Tuesday, 30 de April de 2024 ISSN 1519-7670 - Ano 24 - nº 1285

Cartas abertas e falsificações históricas

A cada avanço obtido no processo de aprovação do projeto de cotas – há 10 anos em tramitação no Congresso Nacional –, sempre ecoam as vozes do inconformismo. Se o assunto é de interesse de toda a sociedade brasileira, por que ele só pode ser discutido nas páginas dos grandes jornais por meia dúzia de acadêmicos e diretores de jornalismo? Por que a mídia recorre sempre às mesmas fontes? O pensamento de 180 milhões de pessoas encontra consenso naqueles que monopolizam a informação? Quem os legitimou, senão os 10% mais ricos do país, consumidores do ‘supra-sumo’ da produção jornalística e detentores de privilégios seculares?

Aqui, não está sendo sugerido que os críticos deixem de exercer suas funções laborativas de opinar e especular. O que se questiona é a falta de ‘conhecimento de causa’ do grupo que se julga ser o único capacitado para refletir o assunto. Para justificar a ausência de negros nas universidades, elegeram um bode expiatório: o ensino básico. Diz-se, incessantemente, que basta melhorá-lo e o problema estará resolvido. Querem, com isto, transformar a escola num pré-vestibular de 12 anos de duração. A escola não pode estar focada apenas no vestibular. Ela deve ser um espaço de exercício pleno da cidadania. Essa idéia ainda ignora dois pontos essenciais. O primeiro é existencial e o segundo é político-econômico.

Contradição dos críticos

Suponhamos que os governantes se disponham a dar à educação a atenção merecida e os investimentos sejam capazes de melhorar a qualidade do ensino básico. A medida daria aos pobres (negros e brancos) meios de enfrentar o vestibular em condições similares às dos não-pobres. Plausível! Resta, então, saber o que fazer com os jovens que já concluíram o ensino médio. Vamos transformá-los numa ‘geração perdida’ ou fazê-los voltar para a pré-escola? As cotas buscam atender a esse grupo. Por isso, como toda ação afirmativa, possuem um caráter provisório. Verdade mantida sob sigilo nos editoriais e cartas abertas dirigidas aos congressistas e dirigentes das diversas instâncias de poder.
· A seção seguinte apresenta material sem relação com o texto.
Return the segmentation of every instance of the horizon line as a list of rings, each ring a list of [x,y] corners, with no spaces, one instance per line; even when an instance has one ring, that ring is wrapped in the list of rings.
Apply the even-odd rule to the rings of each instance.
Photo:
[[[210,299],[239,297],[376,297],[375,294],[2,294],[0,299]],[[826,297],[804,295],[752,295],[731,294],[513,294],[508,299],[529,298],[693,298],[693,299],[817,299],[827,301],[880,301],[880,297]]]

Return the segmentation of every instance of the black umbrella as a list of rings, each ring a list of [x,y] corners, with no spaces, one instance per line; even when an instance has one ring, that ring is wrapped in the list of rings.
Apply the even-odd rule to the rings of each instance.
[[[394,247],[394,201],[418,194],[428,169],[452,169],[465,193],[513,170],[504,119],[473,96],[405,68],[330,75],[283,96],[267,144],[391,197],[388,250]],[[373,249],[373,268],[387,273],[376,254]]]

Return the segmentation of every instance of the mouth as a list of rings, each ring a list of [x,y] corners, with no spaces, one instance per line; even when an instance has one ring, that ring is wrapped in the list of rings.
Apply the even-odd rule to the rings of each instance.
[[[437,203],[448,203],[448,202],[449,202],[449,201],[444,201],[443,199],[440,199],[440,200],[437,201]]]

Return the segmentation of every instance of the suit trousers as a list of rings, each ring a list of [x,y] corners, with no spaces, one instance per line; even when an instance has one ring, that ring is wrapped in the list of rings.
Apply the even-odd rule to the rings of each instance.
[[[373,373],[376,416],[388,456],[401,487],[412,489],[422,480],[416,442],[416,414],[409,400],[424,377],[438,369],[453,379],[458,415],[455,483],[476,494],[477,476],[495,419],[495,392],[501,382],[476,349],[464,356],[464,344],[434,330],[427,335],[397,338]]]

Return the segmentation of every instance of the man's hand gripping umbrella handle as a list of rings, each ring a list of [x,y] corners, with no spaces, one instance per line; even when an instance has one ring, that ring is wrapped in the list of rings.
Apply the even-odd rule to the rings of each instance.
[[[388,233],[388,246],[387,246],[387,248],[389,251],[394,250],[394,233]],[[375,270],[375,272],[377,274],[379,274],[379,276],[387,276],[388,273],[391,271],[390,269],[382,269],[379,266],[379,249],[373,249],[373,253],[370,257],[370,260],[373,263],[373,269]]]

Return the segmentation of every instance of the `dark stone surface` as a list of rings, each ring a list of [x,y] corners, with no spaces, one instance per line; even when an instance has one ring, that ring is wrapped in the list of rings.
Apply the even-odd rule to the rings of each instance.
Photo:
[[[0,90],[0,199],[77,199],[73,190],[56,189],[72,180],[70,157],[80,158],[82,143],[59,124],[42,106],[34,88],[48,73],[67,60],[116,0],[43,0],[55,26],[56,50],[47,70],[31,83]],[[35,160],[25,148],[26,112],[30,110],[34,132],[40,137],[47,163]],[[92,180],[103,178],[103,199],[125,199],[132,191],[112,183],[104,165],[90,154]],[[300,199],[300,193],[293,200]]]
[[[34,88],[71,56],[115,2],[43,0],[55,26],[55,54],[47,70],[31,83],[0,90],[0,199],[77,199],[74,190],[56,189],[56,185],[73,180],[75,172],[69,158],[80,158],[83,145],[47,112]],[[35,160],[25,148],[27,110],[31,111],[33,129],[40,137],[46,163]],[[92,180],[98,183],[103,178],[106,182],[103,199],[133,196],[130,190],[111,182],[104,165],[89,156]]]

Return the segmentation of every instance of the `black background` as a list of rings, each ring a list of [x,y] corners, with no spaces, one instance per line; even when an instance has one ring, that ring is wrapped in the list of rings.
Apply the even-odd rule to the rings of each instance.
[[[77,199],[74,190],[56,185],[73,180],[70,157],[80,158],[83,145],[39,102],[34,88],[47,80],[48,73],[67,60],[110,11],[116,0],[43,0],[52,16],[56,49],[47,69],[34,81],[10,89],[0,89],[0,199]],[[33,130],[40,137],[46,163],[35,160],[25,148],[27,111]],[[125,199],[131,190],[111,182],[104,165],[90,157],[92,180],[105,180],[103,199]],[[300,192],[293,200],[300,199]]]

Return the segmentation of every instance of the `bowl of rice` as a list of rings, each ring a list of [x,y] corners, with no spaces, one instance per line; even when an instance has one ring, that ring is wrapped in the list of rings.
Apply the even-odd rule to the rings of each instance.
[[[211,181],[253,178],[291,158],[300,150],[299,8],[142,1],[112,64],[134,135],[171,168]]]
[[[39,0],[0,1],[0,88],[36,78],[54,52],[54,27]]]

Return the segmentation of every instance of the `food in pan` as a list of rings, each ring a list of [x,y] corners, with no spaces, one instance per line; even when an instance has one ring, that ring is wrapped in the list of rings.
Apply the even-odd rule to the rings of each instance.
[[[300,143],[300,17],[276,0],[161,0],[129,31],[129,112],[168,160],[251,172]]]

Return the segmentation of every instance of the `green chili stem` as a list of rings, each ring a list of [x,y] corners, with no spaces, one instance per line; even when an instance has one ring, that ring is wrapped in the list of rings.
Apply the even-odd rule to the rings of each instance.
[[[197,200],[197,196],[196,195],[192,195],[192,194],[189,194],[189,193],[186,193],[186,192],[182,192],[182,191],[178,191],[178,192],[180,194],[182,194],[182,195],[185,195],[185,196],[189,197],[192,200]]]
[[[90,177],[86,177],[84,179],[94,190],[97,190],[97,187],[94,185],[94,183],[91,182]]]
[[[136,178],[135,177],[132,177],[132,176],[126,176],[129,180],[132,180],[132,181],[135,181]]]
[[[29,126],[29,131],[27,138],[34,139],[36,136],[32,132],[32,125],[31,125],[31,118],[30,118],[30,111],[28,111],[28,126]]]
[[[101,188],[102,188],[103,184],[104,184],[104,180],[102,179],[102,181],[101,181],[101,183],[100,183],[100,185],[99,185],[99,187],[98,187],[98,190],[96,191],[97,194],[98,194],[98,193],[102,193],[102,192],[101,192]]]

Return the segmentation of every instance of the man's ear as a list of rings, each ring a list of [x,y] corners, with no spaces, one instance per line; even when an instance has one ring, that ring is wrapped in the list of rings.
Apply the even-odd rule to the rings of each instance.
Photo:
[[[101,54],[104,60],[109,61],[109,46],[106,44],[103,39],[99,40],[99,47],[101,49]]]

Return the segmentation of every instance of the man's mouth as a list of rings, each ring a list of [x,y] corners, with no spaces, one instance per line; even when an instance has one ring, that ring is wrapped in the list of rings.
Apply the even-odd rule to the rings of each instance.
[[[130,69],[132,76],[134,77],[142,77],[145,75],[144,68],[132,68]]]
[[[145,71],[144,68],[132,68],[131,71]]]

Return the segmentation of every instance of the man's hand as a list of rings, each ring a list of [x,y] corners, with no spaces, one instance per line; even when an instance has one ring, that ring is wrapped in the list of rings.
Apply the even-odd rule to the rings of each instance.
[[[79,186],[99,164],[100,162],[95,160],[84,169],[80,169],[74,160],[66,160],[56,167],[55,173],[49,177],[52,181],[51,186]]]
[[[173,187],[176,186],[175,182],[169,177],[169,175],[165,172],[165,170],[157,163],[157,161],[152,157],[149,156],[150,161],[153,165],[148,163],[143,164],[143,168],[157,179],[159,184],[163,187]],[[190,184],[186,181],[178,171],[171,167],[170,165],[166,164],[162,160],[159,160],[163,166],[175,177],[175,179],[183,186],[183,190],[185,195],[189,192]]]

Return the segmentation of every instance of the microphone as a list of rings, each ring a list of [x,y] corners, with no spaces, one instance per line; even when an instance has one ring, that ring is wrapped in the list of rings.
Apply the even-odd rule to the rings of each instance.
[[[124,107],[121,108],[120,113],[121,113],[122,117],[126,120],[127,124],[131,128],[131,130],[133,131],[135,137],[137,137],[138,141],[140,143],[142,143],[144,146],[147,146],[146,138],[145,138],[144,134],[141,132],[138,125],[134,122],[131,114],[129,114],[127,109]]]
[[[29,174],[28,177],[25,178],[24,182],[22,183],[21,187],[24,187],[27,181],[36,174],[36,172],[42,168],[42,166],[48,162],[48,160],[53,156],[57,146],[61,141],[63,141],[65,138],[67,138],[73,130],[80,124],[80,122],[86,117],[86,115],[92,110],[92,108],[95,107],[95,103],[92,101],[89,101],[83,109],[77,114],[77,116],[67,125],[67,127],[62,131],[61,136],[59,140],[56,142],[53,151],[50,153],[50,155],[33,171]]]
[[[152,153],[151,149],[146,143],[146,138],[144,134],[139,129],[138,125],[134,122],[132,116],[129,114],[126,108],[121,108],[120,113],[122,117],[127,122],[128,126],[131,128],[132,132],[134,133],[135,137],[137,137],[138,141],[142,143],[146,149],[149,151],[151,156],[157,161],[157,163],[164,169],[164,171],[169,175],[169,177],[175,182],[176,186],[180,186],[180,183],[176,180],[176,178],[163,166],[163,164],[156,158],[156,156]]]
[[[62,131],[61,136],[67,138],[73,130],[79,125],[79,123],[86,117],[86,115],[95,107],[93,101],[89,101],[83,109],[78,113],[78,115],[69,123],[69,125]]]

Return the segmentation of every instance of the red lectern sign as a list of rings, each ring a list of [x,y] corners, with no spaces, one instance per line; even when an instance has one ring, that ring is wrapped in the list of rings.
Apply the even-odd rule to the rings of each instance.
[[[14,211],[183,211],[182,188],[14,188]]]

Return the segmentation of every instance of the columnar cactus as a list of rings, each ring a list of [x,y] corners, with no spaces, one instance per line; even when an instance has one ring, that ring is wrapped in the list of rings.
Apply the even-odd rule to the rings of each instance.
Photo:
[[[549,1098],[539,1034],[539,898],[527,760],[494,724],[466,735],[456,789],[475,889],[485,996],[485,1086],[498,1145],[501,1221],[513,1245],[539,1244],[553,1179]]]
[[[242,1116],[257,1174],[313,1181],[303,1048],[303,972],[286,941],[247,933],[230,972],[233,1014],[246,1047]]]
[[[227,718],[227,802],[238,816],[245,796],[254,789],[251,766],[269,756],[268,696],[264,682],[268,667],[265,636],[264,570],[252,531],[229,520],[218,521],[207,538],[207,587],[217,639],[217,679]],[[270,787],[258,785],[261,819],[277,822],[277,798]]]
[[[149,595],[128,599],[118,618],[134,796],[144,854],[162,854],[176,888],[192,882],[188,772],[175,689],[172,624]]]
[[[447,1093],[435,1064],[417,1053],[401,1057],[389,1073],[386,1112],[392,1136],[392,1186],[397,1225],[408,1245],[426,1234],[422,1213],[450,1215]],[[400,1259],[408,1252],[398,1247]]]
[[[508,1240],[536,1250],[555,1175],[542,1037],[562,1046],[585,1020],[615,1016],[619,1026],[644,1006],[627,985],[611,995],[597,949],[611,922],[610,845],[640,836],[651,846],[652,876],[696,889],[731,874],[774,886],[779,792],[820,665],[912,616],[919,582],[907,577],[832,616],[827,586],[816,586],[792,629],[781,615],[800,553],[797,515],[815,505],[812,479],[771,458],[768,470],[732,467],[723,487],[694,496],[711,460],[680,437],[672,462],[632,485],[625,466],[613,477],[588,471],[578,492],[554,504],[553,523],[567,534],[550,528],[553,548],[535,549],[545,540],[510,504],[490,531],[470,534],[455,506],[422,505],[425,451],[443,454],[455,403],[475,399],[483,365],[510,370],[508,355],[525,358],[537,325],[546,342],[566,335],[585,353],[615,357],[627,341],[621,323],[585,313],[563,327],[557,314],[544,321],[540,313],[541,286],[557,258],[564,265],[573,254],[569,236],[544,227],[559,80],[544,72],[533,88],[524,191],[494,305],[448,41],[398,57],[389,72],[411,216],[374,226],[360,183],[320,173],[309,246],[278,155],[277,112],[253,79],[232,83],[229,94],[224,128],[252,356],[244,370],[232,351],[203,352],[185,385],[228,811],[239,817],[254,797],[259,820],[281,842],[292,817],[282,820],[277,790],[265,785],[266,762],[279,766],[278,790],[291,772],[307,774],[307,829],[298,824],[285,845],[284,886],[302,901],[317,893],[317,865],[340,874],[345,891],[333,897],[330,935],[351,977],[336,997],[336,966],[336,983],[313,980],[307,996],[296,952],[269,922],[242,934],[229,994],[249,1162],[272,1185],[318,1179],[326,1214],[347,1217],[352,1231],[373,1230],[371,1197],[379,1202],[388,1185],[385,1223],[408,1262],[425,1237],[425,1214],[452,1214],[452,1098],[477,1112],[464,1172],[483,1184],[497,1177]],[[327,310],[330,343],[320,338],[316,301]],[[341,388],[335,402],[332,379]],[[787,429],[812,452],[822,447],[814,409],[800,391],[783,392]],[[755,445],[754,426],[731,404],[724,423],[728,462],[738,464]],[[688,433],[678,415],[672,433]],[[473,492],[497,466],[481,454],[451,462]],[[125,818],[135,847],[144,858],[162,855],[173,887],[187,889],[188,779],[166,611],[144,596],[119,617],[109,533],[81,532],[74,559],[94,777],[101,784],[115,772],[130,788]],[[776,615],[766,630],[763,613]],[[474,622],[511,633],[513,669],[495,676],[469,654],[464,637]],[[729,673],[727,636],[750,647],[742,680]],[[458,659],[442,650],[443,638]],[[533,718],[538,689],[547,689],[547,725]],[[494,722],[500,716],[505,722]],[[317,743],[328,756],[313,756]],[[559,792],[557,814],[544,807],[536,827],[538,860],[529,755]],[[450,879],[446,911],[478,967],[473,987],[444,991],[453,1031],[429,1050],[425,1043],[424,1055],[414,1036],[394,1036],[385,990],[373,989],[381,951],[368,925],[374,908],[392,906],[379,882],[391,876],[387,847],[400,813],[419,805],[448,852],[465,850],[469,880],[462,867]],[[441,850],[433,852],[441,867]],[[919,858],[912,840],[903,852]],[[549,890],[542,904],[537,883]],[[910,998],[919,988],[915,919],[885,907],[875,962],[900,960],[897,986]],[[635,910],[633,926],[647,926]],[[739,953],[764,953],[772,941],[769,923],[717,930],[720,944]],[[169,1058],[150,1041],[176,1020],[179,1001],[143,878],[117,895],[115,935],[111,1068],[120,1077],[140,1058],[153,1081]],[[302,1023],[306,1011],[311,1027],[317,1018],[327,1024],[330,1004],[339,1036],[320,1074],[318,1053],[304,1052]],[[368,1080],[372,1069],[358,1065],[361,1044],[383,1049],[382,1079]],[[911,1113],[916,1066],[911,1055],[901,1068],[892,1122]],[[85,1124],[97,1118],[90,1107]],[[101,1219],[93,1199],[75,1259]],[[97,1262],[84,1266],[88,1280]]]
O segundo desafio em torno da reforma educacional do ensino básico é conseqüência dos desdobramentos da Nova Ordem Mundial. A política neoliberal, imposta ao mundo subdesenvolvido como a única alternativa possível, proíbe os governos de investirem em políticas sociais. A educação, ao lado da saúde e outros direitos constitucionais, se tornaram menos importantes que os compromissos com os credores internacionais. É ilusório acreditar que os gestores do conservadorismo monetário estejam dispostos a inverter essa lógica, sobretudo em tempos de crise econômica.

Do ponto de vista da genética, as raças humanas não existem. Para que isso ocorresse, as possibilidades de reprodução entre um indivíduo de pele negra e outro de pele branca, por exemplo, deveriam ser nulas, como ocorre num suposto cruzamento entre um gato e uma ratazana. Há uma contradição nas declarações dos críticos vocacionados, dos críticos convictos e dos críticos contratados para serem críticos. Primeiro, dizem que as raças humanas não existem e nunca existiram. Em seguida, dizem que elas não existem mais porque passamos por um processo de miscigenação. Ora, se não existem mais, quer dizer que existiram um dia? Por acaso, não foi nesse contexto que surgiu o mulato, resultado do cruzamento de uma raça ‘nobre’ com outra sem pedigree?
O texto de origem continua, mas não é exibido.